僕の人生に占いは要らない

占いは僕が人生から切り離したものの一つだ。
もちろん、愛好する人たちがたくさんいることは知っているし、そのことを非難するつもりはない。
ただ、僕の大切な人たちには関わらないことを強く勧める。
その理由を述べてみる。

まず前提として、僕たちは意志が弱い。
少なくとも僕は弱い。
そのため根拠のない情報であっても振り回される可能性が高い。

午前中に良いことがあるとか、午後からケアレスミスに注意と言われてしまうと、その雑音が気になってしまうのだ。
午前中はどんな良いことがあるのかな?と思うし、午後になったらいったい何が良いことだったのだろう?もしかしてあれかな?とか変なこじつけをしてしまうだろう。

さらに午後からはケアレスミスに気をつけなければ!と変に緊張してしまう。
そんな状態では集中力が欠けるし、実際にミスも起きるだろう。

自分に限ってそんなことはないと言い切れるだろうか。
これはプラシーボ効果であり、全ての人に多かれ少なかれ影響を与えると僕は思う。
本質的には呪いの構造と同じだ。

でもこれが一日の話なら実害はその程度かもしれない。
ではそのスパンを長くしてみるとどうだろう?

あなたは人生の大きな決断、例えば就職や結婚、大きな買い物について、占い師の意見を訊くだろうか。
まぁ参考までにとか、いい話が聞けるかもしれないとか、少しでもそんなことを考えるならば、問題の根は非常に深く、広い。

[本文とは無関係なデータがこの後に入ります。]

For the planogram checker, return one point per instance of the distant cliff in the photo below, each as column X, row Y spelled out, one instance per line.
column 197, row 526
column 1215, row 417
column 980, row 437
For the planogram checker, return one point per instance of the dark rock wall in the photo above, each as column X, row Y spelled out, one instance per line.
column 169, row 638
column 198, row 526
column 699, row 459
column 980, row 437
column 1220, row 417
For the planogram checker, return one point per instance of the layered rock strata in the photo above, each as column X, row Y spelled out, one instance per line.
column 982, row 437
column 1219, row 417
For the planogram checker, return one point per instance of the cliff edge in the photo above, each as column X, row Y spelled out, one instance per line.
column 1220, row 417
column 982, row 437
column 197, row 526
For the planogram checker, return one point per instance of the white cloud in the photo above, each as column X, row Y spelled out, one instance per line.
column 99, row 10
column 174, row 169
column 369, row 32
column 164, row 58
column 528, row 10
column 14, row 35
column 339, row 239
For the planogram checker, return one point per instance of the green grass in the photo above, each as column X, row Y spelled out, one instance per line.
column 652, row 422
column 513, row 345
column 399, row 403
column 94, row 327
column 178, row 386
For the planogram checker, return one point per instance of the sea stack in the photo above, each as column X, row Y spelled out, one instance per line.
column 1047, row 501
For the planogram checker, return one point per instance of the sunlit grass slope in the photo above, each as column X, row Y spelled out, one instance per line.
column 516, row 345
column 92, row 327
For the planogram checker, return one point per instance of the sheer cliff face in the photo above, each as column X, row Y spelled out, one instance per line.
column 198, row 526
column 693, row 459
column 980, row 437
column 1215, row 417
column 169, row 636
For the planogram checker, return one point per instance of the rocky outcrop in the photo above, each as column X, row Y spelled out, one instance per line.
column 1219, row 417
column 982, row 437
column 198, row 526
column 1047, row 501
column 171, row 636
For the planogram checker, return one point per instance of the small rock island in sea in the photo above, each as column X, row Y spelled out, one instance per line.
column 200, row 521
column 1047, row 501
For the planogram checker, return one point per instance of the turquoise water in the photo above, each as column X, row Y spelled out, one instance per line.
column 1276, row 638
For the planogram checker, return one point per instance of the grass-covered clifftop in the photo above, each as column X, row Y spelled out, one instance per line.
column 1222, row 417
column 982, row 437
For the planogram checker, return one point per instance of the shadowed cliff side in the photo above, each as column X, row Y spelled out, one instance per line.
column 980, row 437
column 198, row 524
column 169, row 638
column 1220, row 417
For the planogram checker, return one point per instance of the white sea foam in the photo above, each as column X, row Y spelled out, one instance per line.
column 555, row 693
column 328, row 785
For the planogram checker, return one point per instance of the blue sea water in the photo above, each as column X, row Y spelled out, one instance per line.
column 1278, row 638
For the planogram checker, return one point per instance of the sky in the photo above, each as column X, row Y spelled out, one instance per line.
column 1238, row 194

このことを説明するためにジョン・スチュアート・ミルの言葉を借りる。

人間の能力は知覚、判断力、識別感覚、知的活動、さらには道徳的な評価さえも、何かを選ぶことによってのみ発揮される。
何事もそれが習慣だからという理由で行うものは何も選ばない。
最善のものを識別することにも、希求することにも習熟しない。
知性や特性は筋力と同じで使う事によってしか鍛えられない。
世間や身近な人々に自分の人生計画を選んでもらう者は、猿のような物真似の能力があれば、それ以上の能力は必要ない。
自分の計画をみずから選ぶ者は、あらゆる能力を駆使する。

最初の段にあるように、人間の知性や特性という能力は何かを選ぶことによってのみ発揮される。
そして、その能力は筋力と同じように使うことによってしか鍛えられないとある。
では、筋力の問題に置き換える。
いつものようにマラソンに例えよう。

最初からフルマラソンを走れる人はいない。
これは異論がないだろう。
最初は1kmや3kmくらいから走り始めるものだ。
それを繰り返すうちに徐々に走ることができる距離が伸びる。
この距離が一種の筋力だ。

では先の話に戻してみよう。
今日のネクタイの色を決める際、テレビ番組や新聞欄のラッキーカラーの影響を受けていないか。
これは距離で言えば1kmかもしれない。
1kmの練習なんて、瑣末なことだから自分で走る必要はない。
他人に任せればいいということになるだろうか。

ランナーなら判るだろう。
1kmでも5kmでも走った距離は裏切らない。
その積み重ねでしかフルマラソンは走ることができないのだ。

大きな判断を行うために必要な知性や特性は、小さな判断の積み重ねによってしか得ることができないとJSミルは指摘している。
今日のネクタイや食べたいものを占いに頼る人は、小さなトレーニングの機会を逸しているのだ。
小さな選択を、自らの判断で、能動的に、たくさん行うこと。
失敗もあるだろうが、大きな選択を成功させるためのトレーニングなのだから気にする必要はない。
些細なことでも自分で選ぶ習慣をつけること。

そして小さな成功は、その次のもう少しだけ大きな成功を生む。
これは以前に述べた通りだ。
チャレンジの好循環というメソッド

フルマラソンは特殊な人たちの特殊な競技だ。
誰もが走る必要はない。

しかし、大きな判断は誰の人生にも必ずある。
そのためのトレーニングはどれだけ積み重ねても無駄になることは決してないし、自分で判断することができるようになるために、占いやその類から決別する必要があると僕は思う。

自分は両方選ぶという人がいたら根本的な誤りがある。
何かを選ぶことは、別の何かを選ばないこと。
両方選ぶということは即ち選択していない、つまり判断していないということなのだから。